Net Contribution Clauses
Try to negotiate a net contribution clause. Where more than one party might be responsible for a particular loss, a net contribution clause could help to restrict your liability to the proportion of the loss or damages that would be fair and reasonable in the circumstances. Without a net contribution clause, 100% of the loss or damages could be recovered from you, even though you were not solely responsible for causing that loss.
No Greater or Longer Lasting Obligations under Collateral Warranties
PII policies will sometimes exclude claims arising out of or relating to collateral warranties where the obligations owed to the beneficiary are greater or longer lasting than that provided under the original appointment. The obligations under a collateral warranty therefore need to be considered carefully in line with the appointment. We recommend that any warranty contains an 'equivalent rights of defence' clause to allow you to raise the same defences under a collateral warranty as would be available to you under the original appointment.

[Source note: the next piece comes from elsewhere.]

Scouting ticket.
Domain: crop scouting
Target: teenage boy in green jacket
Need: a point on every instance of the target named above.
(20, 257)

It is important that the liability period in a collateral warranty is no longer than that provided within the original appointment as this would potentially exceed the scope of cover provided under some PII policies. Be mindful if entering into a warranty which is to be executed as a deed, particularly if the appointment was executed as a simple contract, as these two documents will generally adopt different limitation periods. It is therefore crucially important to compare the limitation period set out in both your original appointment and the associated collateral warranty.

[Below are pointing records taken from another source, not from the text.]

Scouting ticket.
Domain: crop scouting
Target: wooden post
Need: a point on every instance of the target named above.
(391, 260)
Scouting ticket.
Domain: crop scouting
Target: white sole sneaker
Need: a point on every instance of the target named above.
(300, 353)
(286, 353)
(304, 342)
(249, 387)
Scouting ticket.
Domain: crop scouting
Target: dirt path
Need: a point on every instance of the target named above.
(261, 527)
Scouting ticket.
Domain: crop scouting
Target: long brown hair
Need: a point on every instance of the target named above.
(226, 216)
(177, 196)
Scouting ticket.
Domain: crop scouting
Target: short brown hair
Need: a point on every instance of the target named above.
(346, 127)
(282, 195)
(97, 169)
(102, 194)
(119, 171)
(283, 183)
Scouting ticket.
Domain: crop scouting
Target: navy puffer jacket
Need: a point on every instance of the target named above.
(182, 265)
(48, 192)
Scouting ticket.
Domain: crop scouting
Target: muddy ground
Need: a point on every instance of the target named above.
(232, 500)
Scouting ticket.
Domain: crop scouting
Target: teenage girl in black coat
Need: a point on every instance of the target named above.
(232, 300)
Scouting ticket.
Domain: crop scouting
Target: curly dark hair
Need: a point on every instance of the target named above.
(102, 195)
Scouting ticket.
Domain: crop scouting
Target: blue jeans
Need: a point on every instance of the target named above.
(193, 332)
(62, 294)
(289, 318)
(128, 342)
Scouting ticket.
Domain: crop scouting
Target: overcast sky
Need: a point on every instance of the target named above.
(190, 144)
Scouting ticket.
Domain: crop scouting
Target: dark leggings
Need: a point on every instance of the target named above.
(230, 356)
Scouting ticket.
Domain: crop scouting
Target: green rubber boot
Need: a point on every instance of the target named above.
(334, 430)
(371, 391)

There has been conflicting case law in the English and Scottish courts around whether the existence of the 'no greater liability' clause is enough to bind a beneficiary to the limitation period under the original appointment. Given the inconsistency in current case law, we would encourage you not to rely solely on the 'no greater liability' or 'equivalent rights of defence' clauses as a safety net and ensure the limitation period in the warranty does not exceed that provided under the original appointment.
Indemnity clauses
Indemnity clauses are usually onerous and may seek to impose additional layers of liability over and above that which would ordinarily be legally enforceable by a claimant. It is essentially an agreement to compensate another party for 'any and all' types of loss that may arise and these can be incredibly wide ranging. PII policies are not designed or intended to respond and provide cover for all loss your client may sustain. For this reason, indemnity clauses need to be considered very carefully. If indemnity clauses cannot be avoided, there should at least be wording incorporated to restrict the recoverable loss to legally enforceable losses only which have been suffered as a direct result of the Consultant's negligence. Agreeing to an unrestricted Indemnity has been compared to the handing out of a blank cheque and can leave you at risk of uninsured loss if agreed to without restriction.
Can you refuse?
Remember that you can say 'no'. Whilst we appreciate that commercially, this is not always possible or appropriate, you can decline to provide collateral warranties or reliance letters where an obligation to do so has not been expressly included in your appointment.
Sub-Consultants
If you are engaging sub-consultants and they cannot be engaged by the client/employer directly, ensure you have back to back obligations with those sub-consultants. It is also advisable to include within their appointment an obligation to provide collateral warranties at your request. You may then request your sub-consultant provides a collateral warranty in favour of the client/employer directly. Whilst you could still be pulled into litigation and this risk is not eliminated, the client has the ability to pursue a claim against the sub-consultant directly, without the need for your involvement.
None of the above constitutes or is intended to be relied upon as legal advice nor does it give rise to a solicitor/client relationship.